Turkey’s upcoming elections remain on the agenda of world politics. While Turkey, as the heir of the Ottoman Empire, seemed to lose her status of being a great state, she has gradually realized her historical role after the end of the Cold War. The more Turkey internalizes her historical mission, the more she comes face to face with the Western powers.
In the discussion organized by the SETA (Foundation for Political, Economic and Social Research) on Turkey’s early elections in Washington, D.C., I was one of the keynote speakers along with Nebi Miş, director of domestic policy, and Murat Yeşiltaş, director of security policy at SETA. While I represented the GENAR Research Institute, Kılıç Buğra Kanat from SETA was the moderator of the discussion. For the participants who were closely interested in Turkish politics, we thoroughly discussed Turkey’s upcoming elections together with the future of electoral alliances, petty political parties and the Kurdish votes. In such an informative discussion, Nebi Miş laid bare Turkey’s present electoral milieu and the fundamental ideas of competing political parties, while Murat Yeşiltaş concentrated on the Kurdish question by explicating the electoral behaviors of our Kurdish citizens in the last few elections.
In the second part of the discussion, when participants posed their questions to the speakers, the first questions were naturally on the possible results of the upcoming elections.

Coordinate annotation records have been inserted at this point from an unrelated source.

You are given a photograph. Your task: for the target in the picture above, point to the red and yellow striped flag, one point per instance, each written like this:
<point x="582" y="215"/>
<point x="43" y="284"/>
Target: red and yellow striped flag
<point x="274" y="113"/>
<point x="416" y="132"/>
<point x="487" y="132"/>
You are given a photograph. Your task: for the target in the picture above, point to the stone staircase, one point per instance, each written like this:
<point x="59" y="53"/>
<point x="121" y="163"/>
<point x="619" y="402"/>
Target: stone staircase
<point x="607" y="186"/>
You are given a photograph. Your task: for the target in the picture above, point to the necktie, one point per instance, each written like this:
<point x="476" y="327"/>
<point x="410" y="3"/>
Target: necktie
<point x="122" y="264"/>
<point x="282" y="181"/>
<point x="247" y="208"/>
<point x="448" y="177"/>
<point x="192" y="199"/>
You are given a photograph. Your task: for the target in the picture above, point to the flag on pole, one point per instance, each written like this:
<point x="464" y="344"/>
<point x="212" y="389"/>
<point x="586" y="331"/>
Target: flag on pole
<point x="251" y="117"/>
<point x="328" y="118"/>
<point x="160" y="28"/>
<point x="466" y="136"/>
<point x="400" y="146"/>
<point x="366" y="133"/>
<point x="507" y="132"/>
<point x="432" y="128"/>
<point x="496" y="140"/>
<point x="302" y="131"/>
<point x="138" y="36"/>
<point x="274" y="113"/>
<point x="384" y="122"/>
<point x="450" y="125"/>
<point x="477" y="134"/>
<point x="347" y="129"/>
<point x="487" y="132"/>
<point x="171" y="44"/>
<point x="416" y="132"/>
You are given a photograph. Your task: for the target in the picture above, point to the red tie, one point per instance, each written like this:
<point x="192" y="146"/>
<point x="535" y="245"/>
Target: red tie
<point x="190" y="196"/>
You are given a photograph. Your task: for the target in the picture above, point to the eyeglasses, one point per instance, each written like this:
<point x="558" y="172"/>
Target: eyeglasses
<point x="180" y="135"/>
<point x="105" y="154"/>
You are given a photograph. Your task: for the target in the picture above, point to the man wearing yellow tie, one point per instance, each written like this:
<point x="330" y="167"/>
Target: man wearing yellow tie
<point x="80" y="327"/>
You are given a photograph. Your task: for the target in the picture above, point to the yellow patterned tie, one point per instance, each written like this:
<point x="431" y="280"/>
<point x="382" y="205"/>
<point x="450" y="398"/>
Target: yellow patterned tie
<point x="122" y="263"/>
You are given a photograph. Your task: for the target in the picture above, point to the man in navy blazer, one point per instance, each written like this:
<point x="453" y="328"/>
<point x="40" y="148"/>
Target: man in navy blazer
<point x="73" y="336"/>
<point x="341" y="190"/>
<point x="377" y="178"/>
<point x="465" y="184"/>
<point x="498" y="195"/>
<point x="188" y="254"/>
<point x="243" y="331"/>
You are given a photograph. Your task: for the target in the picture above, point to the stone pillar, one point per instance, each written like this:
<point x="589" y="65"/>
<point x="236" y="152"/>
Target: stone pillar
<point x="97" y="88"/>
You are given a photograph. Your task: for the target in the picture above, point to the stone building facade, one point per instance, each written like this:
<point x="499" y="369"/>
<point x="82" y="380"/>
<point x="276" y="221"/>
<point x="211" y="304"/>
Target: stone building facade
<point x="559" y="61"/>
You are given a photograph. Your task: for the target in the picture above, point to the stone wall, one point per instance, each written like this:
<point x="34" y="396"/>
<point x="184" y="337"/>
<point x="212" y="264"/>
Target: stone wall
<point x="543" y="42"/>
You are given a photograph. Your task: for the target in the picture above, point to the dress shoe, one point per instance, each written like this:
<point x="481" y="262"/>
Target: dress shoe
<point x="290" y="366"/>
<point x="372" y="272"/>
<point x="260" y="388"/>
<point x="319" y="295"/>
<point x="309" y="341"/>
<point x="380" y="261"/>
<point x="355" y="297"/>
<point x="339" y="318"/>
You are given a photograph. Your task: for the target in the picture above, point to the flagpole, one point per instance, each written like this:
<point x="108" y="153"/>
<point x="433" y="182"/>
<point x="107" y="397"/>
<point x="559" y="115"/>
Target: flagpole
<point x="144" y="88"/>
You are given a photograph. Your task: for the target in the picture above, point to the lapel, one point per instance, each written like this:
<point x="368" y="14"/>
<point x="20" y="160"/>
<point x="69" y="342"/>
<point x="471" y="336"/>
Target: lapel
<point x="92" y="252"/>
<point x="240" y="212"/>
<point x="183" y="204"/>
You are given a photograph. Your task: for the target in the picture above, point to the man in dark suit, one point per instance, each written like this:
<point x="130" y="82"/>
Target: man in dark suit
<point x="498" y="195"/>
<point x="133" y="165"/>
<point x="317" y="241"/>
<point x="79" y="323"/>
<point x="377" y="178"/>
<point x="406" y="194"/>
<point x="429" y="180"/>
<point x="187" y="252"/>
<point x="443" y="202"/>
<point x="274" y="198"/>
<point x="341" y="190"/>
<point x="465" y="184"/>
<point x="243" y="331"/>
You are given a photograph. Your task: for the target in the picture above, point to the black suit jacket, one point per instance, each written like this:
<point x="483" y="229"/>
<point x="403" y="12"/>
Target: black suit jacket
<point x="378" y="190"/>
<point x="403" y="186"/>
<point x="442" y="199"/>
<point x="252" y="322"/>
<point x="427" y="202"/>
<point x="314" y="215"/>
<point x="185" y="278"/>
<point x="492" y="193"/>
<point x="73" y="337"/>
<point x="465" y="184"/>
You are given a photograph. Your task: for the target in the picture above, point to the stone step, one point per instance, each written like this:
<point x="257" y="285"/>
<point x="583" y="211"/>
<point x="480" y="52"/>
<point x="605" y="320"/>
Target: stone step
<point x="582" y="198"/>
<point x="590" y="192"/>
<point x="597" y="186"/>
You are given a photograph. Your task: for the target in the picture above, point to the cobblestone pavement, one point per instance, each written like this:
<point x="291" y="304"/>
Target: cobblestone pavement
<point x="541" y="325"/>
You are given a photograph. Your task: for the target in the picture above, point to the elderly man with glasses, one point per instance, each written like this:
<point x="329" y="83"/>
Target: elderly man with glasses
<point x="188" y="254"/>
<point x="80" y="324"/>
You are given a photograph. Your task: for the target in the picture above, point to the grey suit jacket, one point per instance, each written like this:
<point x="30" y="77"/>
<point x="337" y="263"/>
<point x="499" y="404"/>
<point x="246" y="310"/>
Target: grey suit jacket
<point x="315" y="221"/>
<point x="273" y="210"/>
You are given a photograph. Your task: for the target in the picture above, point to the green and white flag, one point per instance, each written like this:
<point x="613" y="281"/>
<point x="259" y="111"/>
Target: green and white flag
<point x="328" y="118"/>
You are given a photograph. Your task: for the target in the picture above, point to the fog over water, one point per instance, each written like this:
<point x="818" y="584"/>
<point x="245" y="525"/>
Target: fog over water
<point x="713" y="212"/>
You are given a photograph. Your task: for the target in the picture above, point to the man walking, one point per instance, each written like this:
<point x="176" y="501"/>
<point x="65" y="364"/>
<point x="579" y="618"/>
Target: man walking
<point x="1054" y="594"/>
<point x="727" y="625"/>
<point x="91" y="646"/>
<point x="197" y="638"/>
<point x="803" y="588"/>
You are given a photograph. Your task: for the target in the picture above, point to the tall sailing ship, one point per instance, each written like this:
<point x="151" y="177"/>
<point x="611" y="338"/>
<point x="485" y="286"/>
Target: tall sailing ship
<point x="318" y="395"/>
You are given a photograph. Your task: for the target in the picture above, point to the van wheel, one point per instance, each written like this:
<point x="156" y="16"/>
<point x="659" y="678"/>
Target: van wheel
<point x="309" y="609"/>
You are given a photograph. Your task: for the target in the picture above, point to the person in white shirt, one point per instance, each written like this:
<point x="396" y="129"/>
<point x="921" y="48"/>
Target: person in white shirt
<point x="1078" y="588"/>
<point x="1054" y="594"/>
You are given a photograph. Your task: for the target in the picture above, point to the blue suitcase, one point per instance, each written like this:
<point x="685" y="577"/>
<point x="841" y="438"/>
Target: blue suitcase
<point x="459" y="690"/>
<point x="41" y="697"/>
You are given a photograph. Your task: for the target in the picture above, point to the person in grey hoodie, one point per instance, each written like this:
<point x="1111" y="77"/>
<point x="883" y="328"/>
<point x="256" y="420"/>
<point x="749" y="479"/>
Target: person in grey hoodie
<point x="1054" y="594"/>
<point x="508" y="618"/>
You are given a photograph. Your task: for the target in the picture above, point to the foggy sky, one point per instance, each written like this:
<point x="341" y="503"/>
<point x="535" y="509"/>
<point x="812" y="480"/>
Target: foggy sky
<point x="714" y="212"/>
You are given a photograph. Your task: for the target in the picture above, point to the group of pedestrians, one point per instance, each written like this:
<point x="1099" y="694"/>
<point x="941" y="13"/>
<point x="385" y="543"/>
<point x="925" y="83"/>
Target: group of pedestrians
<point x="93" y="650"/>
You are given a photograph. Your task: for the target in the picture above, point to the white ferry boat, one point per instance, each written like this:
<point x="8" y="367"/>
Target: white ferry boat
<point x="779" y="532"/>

One of the participants argued that the Turkish electorate voted for political stability so far, while in the upcoming elections they have diverse expectations.

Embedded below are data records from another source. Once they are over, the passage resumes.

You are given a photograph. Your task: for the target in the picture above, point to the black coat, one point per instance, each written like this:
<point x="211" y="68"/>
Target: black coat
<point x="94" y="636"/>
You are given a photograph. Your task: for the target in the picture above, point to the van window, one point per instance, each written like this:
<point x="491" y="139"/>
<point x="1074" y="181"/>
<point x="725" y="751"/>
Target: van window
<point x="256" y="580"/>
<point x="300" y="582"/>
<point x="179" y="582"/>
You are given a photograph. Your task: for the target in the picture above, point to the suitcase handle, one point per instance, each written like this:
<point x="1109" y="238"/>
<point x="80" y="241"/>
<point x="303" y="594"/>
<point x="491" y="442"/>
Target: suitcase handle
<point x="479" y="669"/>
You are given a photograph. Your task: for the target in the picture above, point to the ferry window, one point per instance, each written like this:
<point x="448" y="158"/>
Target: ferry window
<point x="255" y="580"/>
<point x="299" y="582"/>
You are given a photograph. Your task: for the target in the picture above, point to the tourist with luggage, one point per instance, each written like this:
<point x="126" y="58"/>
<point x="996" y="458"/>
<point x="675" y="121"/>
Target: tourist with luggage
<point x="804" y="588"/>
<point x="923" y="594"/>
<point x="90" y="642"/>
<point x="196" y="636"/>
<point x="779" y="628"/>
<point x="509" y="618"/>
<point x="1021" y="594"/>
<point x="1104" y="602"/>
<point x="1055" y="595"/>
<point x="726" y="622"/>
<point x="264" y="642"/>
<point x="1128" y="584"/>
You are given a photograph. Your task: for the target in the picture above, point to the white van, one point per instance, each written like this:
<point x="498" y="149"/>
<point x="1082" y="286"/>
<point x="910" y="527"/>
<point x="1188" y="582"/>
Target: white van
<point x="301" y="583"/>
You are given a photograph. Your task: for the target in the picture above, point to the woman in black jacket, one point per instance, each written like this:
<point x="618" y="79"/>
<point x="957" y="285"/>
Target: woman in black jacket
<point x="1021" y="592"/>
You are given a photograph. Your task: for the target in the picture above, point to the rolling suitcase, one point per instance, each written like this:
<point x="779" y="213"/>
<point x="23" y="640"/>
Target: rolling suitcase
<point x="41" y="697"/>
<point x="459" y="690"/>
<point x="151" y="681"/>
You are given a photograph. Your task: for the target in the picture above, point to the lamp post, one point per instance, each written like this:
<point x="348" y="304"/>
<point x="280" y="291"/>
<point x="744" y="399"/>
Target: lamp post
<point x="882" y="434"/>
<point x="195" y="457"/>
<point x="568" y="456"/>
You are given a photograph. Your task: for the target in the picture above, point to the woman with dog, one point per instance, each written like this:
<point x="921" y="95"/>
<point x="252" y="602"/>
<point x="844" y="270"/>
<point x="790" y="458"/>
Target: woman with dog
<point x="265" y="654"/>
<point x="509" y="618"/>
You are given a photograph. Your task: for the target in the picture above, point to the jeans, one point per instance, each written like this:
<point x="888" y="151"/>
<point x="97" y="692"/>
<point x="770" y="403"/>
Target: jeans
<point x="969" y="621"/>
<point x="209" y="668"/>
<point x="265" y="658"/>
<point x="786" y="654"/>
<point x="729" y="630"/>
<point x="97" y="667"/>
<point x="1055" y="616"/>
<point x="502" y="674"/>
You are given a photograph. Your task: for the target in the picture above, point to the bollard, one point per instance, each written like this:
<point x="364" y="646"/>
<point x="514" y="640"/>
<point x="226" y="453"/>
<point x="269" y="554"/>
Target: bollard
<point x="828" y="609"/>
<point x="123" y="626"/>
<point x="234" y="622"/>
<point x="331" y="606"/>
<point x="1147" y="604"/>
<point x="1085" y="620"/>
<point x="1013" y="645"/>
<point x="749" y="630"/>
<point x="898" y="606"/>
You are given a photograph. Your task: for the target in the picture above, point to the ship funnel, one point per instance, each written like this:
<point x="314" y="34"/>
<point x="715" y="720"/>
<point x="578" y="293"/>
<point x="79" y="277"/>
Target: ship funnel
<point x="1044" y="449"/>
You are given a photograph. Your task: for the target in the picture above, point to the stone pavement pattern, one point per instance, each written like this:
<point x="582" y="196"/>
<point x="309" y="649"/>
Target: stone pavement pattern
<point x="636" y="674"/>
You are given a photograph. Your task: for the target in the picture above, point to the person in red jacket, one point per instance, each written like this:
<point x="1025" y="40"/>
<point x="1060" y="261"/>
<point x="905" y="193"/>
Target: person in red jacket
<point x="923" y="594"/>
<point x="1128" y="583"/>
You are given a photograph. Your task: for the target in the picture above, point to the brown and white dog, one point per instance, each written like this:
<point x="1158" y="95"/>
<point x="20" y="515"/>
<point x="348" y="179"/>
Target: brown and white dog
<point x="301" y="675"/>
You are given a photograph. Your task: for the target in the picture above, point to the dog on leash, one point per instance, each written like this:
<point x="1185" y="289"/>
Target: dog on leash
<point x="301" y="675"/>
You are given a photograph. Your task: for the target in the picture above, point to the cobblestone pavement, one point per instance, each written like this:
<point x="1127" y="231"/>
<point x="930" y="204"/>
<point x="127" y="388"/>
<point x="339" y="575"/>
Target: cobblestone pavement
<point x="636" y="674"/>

It is, in fact, true that electoral behaviors change from one election to another. For instance, when basic needs in infrastructure, health and education are met, electors’ expectations lean toward more advanced needs. In this respect, the growth of economy remains always on the top of the electorate’s agenda. From the electors’ point of view, although Turkey’s national stance in her foreign relations is crucial, economic issues never lose their primacy.
Comparing the present situation in Turkey with those in Egypt and Russia, another participant questioned the political future of Recep Tayyip Erdoğan. To emphasize the injustice in comparing Turkey’s democracy with Egypt and Russia, I stated that although the history of Turkish democracy had sporadically been interrupted by coup d’états, Turkey never ceased to advance in her democratic journey. In this respect, the Justice and Development Party’s (AK Party) allegiance to democracy becomes stronger against all odds, while justice, human rights and individual rights keep staying at the forefront of the party’s manifesto.

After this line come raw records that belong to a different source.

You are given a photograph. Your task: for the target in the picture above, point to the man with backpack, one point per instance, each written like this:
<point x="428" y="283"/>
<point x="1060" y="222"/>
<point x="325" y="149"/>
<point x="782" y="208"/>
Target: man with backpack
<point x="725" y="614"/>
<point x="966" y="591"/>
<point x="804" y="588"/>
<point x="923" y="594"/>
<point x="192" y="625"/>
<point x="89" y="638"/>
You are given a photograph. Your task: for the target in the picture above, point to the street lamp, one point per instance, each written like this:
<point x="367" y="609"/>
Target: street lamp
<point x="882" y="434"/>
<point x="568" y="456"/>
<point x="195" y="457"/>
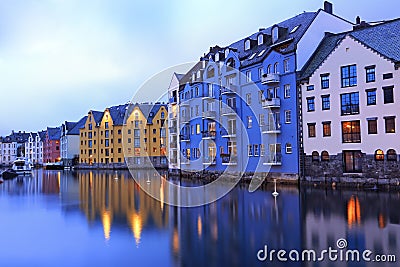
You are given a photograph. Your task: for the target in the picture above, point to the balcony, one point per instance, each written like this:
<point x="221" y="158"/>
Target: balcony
<point x="229" y="89"/>
<point x="273" y="159"/>
<point x="229" y="159"/>
<point x="185" y="138"/>
<point x="211" y="114"/>
<point x="270" y="78"/>
<point x="209" y="161"/>
<point x="209" y="135"/>
<point x="228" y="111"/>
<point x="271" y="103"/>
<point x="271" y="128"/>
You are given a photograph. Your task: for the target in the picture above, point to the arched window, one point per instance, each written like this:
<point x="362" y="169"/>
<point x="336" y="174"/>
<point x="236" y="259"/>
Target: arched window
<point x="324" y="156"/>
<point x="276" y="67"/>
<point x="391" y="155"/>
<point x="247" y="45"/>
<point x="315" y="156"/>
<point x="231" y="63"/>
<point x="379" y="155"/>
<point x="210" y="72"/>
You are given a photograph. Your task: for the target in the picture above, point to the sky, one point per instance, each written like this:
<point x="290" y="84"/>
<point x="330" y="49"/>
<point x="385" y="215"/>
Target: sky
<point x="61" y="58"/>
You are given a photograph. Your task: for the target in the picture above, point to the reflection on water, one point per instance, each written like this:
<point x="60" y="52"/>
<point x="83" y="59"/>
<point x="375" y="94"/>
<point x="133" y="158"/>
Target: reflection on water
<point x="105" y="219"/>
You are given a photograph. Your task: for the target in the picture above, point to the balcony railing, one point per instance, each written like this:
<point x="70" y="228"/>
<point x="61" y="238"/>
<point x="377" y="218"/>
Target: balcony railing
<point x="270" y="78"/>
<point x="228" y="111"/>
<point x="211" y="114"/>
<point x="273" y="159"/>
<point x="271" y="128"/>
<point x="271" y="103"/>
<point x="209" y="135"/>
<point x="229" y="159"/>
<point x="229" y="89"/>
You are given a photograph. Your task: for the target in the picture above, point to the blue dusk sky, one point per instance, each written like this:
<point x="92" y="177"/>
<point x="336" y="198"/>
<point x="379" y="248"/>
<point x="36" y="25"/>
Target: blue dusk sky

Another participant emphasized the Turkish-American relations and its possible effects on the upcoming Turkish elections. In response, first of all, I argued that the effect of foreign affairs has never been greater than that of internal dynamics on Turkish elections. Moreover, although the political administrations of Turkey and the U.S. could have not come to terms in Syria, they have no serious problems either. Although the alliance between Turkey and the U.S. has its own ups and downs, their problems are not deep-seated or unsolvable.
Finally, when another participant emphasized the significance of democracy and justice for the economy, I argued that Turkey is more fortunate than many European countries in the issue of operating democracy, simply because Turkey does not work with the present dictators due to its political history that has always been free from colonialism. Therefore, Turkey has the chance of becoming a role model in the operation of democracy, even for the advanced democracies of Europe, with her vision of justice and democracy.